I often have a bag of seedy weeds for garbage pickup. Where does it go? To a "waste to energy" plant, to be burned :rolleyes:. It is the best course I can think of . . .

I hate those cabbage aphids! If they are bad enuf - the plant will begin to rot! After thinking about giving up on cabbage completely, I've gone to only having the savoy type this year. Their somewhat open habit makes it easier to spray the aphids :rolleyes:.

When I worked at the greenhouse, we used to bury perforated steam pipes into the beds and kill everything in the soil with steam from the boilers. One year, I ran the pipe outdoors and steamed 2 beds in my garden :rolleyes:. Man, I had the most fertile soil! For a couple weeks, until all the decomposing microbes & earthworms were gone . . .

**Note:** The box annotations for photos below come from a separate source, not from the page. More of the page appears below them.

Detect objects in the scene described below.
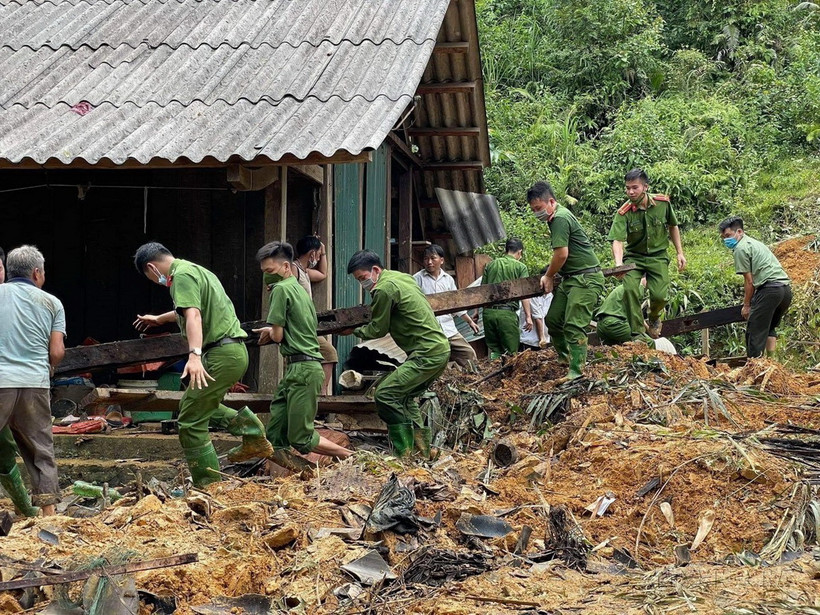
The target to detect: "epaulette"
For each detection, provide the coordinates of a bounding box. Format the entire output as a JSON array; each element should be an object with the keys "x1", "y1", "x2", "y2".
[{"x1": 618, "y1": 201, "x2": 635, "y2": 216}]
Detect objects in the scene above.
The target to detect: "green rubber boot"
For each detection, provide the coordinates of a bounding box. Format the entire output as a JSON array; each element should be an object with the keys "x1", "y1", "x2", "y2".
[
  {"x1": 413, "y1": 427, "x2": 433, "y2": 459},
  {"x1": 387, "y1": 424, "x2": 413, "y2": 457},
  {"x1": 0, "y1": 466, "x2": 40, "y2": 517},
  {"x1": 567, "y1": 344, "x2": 587, "y2": 380},
  {"x1": 550, "y1": 331, "x2": 569, "y2": 364},
  {"x1": 184, "y1": 442, "x2": 222, "y2": 489},
  {"x1": 228, "y1": 406, "x2": 273, "y2": 463}
]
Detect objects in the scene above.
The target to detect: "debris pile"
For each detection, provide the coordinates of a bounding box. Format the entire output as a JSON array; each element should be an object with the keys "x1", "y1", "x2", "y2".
[{"x1": 0, "y1": 345, "x2": 820, "y2": 614}]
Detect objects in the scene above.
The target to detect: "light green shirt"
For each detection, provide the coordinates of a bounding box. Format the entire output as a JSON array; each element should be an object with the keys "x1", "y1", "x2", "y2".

I've burned acres and acres of grass fields after the seed was harvested. All the time, puffing on a cigarette :rolleyes: . . .

I have been known to associate closely with slash & burn agriculturalists, for long periods of time . . .

I've sterilized & contaminated soil by stacking a big pile of slash on it and burning :rolleyes:. Literally killed everything and had a big bare spot when I planted pasture seed on that ground.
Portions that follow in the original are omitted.